Why don't fish have eyelids?
Why do fish not have eyelids? My goldfish and coy fish assume a nightly ritual of gathering at one end of the tank when I turn out the lights. They're still there in the morning. How long do they sleep and how can they rest if their eyes never close?
We put this to Mark Briffa, Marine Behavioural Ecologist, University of Plymouth
With the first part of this question we really have to go back into the evolutionary history of the vertebrate eye which is the same basic structure in fish and humans.
The eye first evolved in the ancestors of fish. It's well-suited to an aquatic environment where its surface is kept moist all the time. They eye isn't so well-suited to exposure to the air where it could dry out.

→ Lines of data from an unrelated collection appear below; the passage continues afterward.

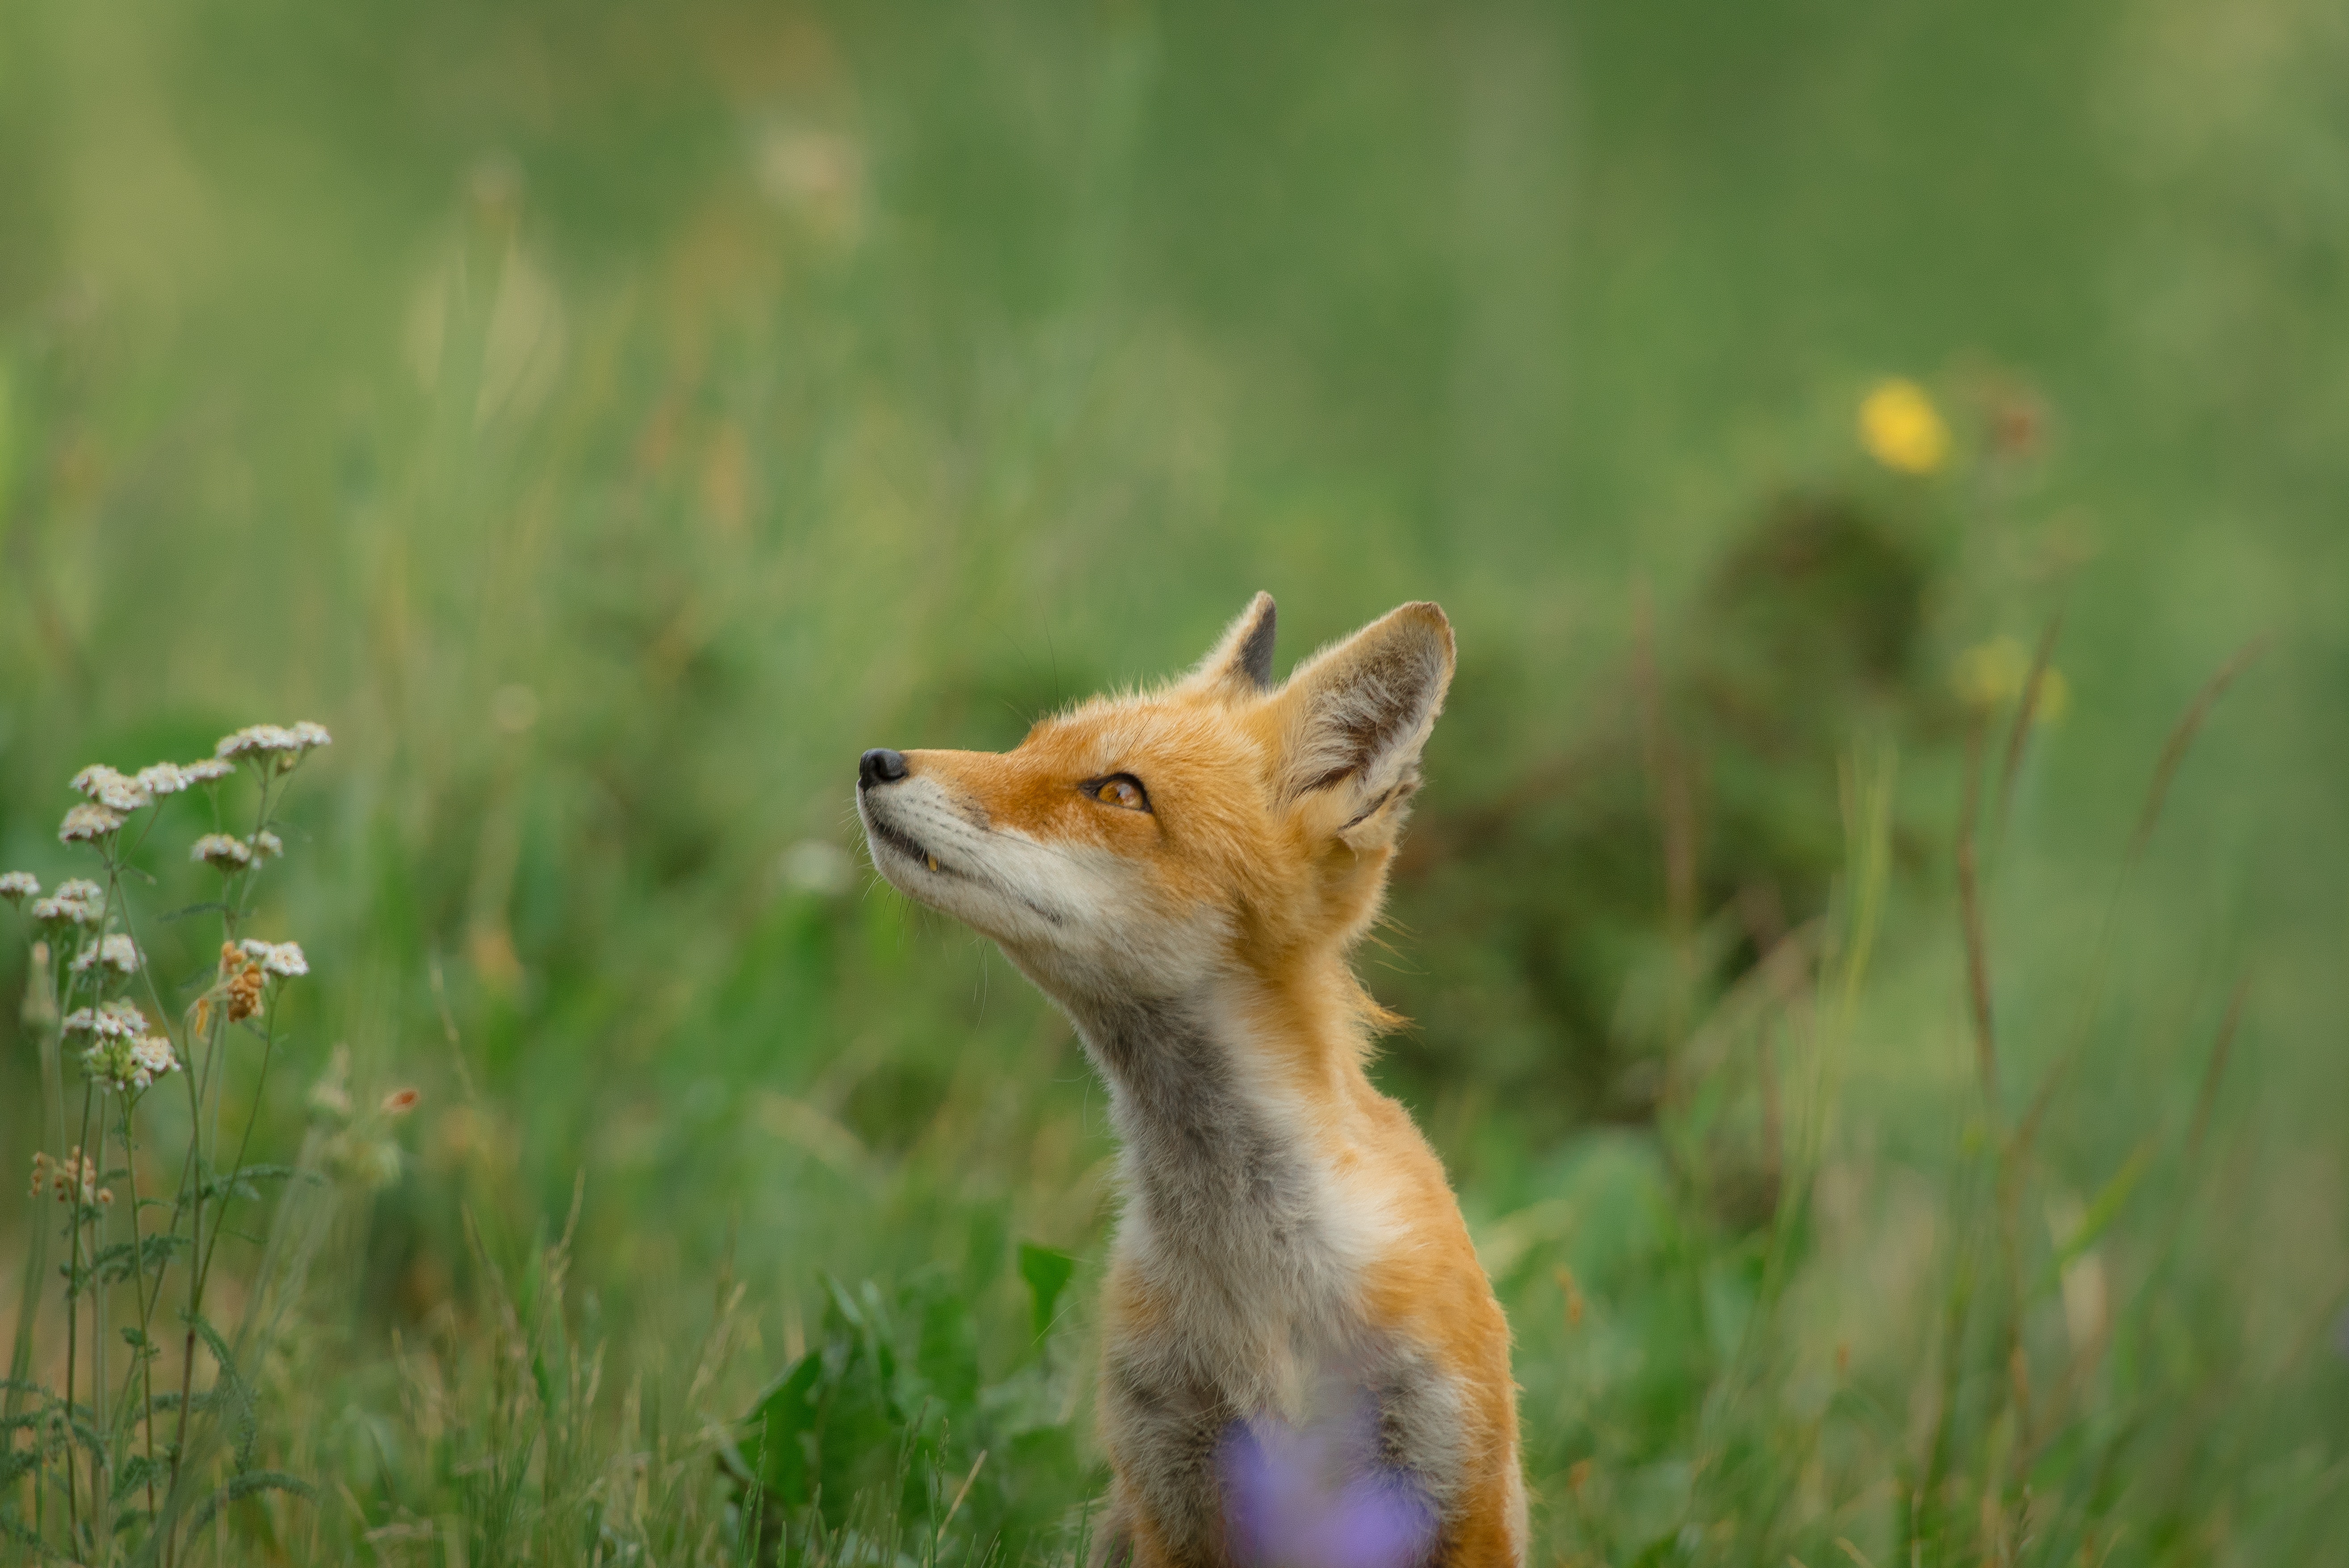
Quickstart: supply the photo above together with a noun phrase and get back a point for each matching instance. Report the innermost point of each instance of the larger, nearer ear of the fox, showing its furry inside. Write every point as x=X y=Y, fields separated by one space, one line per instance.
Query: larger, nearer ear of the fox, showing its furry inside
x=1361 y=712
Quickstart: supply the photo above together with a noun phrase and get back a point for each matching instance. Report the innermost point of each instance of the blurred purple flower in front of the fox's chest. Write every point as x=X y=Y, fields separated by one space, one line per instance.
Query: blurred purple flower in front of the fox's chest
x=1319 y=1499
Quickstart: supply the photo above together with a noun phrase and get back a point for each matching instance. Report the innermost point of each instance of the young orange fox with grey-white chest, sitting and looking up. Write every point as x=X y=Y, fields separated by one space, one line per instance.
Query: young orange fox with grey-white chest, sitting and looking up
x=1303 y=1363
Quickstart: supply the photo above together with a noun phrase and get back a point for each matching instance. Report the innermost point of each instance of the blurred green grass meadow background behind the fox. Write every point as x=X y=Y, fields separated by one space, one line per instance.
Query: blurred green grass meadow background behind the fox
x=614 y=419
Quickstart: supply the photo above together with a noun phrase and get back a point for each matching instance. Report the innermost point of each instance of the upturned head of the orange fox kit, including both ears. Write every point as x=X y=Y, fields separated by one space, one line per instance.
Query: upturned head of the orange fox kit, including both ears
x=1150 y=846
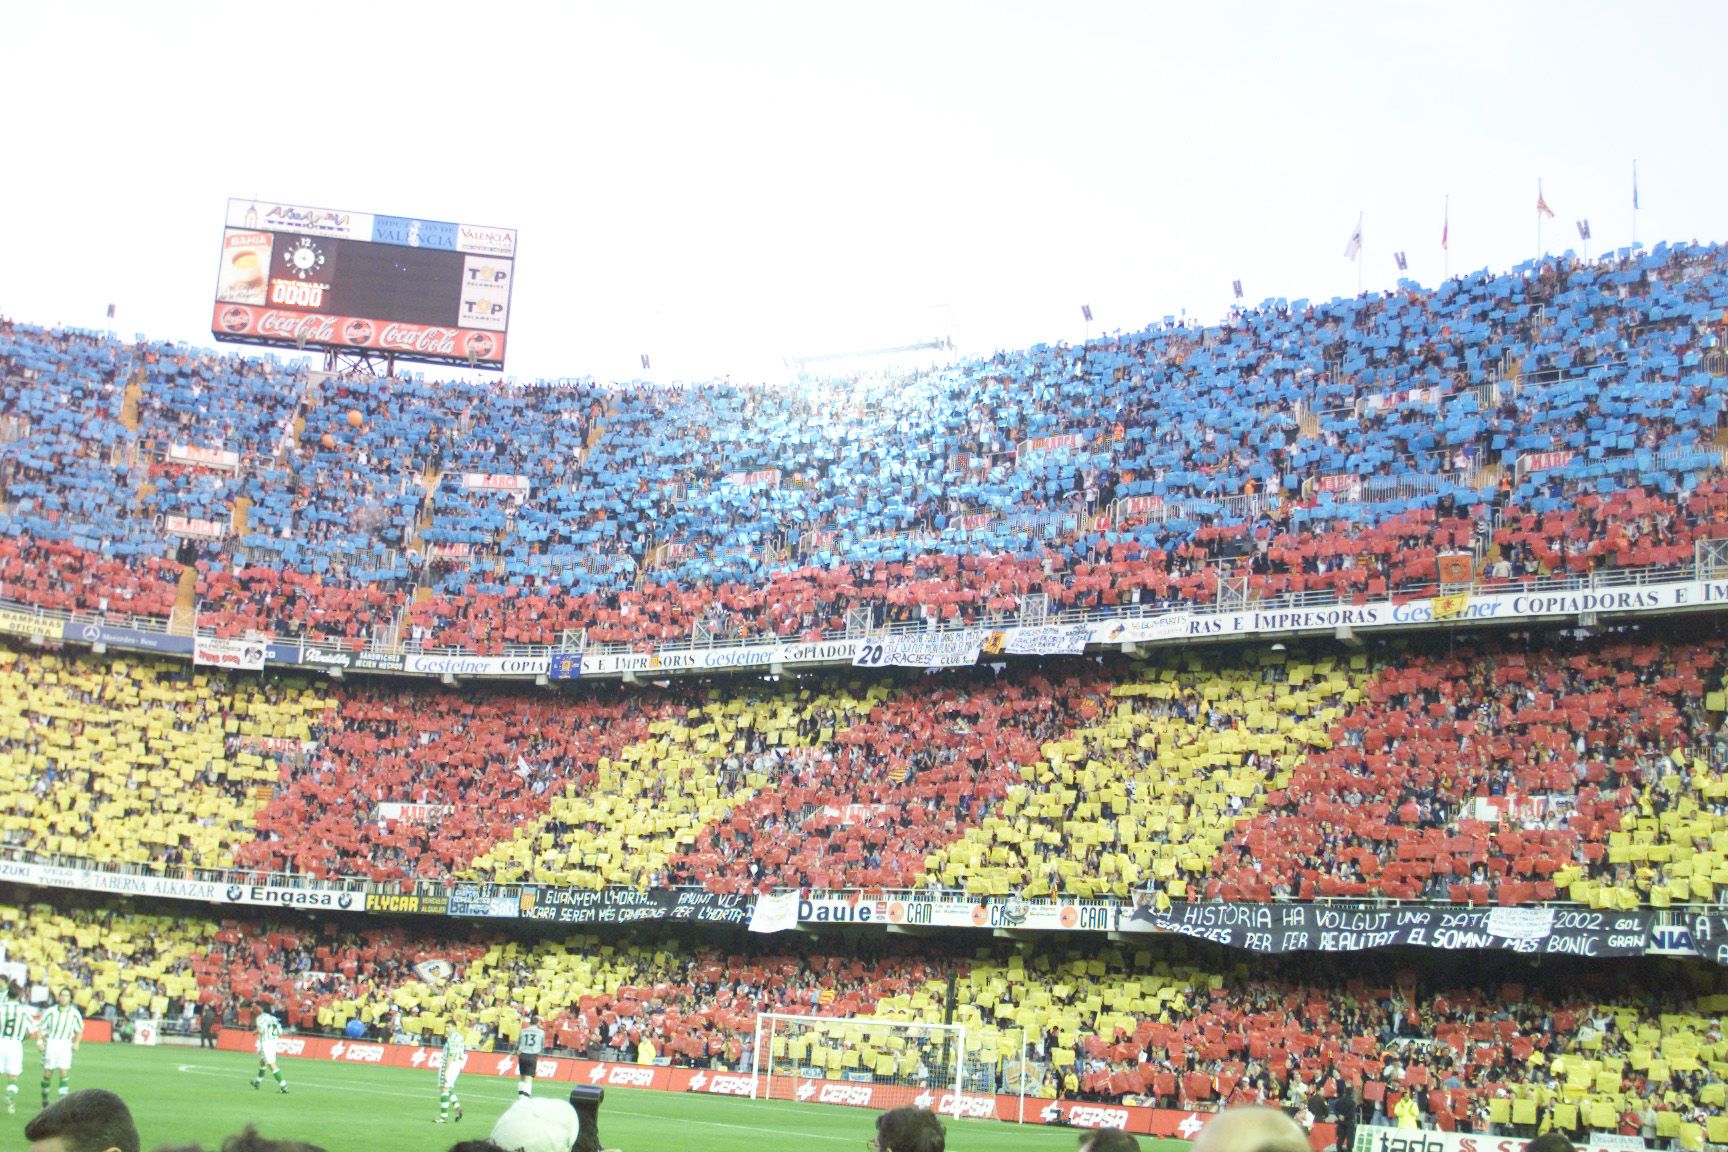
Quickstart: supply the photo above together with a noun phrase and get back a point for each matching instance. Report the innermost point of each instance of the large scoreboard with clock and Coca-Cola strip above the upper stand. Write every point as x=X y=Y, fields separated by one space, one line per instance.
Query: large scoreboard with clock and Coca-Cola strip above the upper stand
x=414 y=289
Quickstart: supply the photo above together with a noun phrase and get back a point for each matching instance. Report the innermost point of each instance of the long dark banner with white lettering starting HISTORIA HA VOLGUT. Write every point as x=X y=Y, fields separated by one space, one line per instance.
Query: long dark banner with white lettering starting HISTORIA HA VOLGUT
x=1359 y=927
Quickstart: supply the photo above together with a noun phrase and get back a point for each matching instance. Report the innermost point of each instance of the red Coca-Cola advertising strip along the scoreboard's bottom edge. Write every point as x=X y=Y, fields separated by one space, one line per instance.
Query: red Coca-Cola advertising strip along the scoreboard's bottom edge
x=289 y=327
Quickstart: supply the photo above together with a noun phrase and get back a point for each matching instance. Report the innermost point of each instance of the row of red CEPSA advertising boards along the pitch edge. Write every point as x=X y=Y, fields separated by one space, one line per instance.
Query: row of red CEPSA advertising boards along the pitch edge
x=1169 y=1124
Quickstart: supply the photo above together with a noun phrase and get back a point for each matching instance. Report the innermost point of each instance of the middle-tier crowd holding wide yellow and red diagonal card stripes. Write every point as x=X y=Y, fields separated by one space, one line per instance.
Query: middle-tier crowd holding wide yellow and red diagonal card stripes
x=1511 y=771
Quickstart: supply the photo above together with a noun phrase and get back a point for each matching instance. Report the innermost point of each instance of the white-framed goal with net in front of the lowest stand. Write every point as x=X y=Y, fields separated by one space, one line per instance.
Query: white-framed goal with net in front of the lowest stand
x=874 y=1063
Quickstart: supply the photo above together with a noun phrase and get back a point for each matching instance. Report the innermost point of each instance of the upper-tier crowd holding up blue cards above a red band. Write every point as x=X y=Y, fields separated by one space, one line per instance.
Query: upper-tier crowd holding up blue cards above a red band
x=1349 y=448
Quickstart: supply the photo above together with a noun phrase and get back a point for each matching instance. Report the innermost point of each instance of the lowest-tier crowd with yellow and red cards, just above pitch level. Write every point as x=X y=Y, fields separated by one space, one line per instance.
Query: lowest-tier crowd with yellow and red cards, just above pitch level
x=1477 y=1044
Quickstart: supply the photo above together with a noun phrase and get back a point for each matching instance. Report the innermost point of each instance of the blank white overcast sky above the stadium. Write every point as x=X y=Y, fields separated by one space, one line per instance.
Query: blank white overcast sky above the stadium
x=727 y=184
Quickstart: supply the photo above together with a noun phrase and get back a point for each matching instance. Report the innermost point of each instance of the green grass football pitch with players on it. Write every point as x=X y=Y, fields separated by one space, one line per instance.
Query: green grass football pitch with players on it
x=189 y=1096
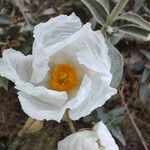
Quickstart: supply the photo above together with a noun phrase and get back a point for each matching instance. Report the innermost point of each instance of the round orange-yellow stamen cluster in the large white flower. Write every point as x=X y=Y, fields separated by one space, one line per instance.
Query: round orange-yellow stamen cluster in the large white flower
x=63 y=78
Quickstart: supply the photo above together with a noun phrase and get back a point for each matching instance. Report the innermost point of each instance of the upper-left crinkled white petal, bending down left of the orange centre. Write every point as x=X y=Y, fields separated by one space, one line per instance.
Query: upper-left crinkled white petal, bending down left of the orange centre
x=46 y=34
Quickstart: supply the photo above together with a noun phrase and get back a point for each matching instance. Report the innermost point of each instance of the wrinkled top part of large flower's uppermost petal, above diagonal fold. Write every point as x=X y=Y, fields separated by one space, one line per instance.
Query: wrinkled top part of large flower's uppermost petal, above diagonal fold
x=56 y=29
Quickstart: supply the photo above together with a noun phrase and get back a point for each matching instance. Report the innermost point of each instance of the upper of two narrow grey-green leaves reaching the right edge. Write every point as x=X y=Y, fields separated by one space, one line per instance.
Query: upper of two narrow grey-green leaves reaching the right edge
x=136 y=19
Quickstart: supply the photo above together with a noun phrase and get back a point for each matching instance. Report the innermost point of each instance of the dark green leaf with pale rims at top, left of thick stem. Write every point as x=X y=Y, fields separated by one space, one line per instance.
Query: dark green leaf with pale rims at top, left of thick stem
x=99 y=9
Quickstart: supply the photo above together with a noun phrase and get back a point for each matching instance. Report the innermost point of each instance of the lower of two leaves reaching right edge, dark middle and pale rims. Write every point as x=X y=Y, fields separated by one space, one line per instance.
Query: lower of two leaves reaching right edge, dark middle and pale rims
x=133 y=31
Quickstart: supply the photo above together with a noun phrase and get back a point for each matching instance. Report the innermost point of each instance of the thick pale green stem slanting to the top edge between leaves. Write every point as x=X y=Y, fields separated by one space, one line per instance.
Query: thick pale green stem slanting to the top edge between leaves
x=116 y=11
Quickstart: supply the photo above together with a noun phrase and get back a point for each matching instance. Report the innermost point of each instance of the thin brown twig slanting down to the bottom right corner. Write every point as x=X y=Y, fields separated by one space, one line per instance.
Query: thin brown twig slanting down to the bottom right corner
x=132 y=120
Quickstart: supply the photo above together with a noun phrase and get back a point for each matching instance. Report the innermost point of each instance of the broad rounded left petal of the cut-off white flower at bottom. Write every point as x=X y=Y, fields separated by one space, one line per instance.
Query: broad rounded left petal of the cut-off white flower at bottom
x=85 y=140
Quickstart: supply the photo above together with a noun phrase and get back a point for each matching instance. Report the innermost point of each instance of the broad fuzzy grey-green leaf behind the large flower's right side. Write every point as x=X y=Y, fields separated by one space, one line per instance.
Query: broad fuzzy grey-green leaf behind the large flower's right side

The reason fish don't have eyelids is because, underwater, they don't need eyelids.
Not having an eyelid doesn't mean that the fish can't go to sleep. I'm sure that many listeners have experienced falling asleep with the radio on, hopefully not during the Naked Scientists.
The reason you can do this is because sleep isn't a complete lack of awareness of what's going on in your surroundings. It's a period of reduced responses to external stimuli.
Not having eyelids to completely shut out the light doesn't mean that fish can't sleep and a recent study on zebra fish - a common fish kept as pets - shows that these fish can fall asleep, and when they're sleeping they sink to the bottom of the tank and their tails kind of droop down as they become more relaxed. Some zebra fish apparently even experience insomnia.
Learning how long and how often fish can sleep for (and it's quite a new area) could help us with understanding sleep problems in humans.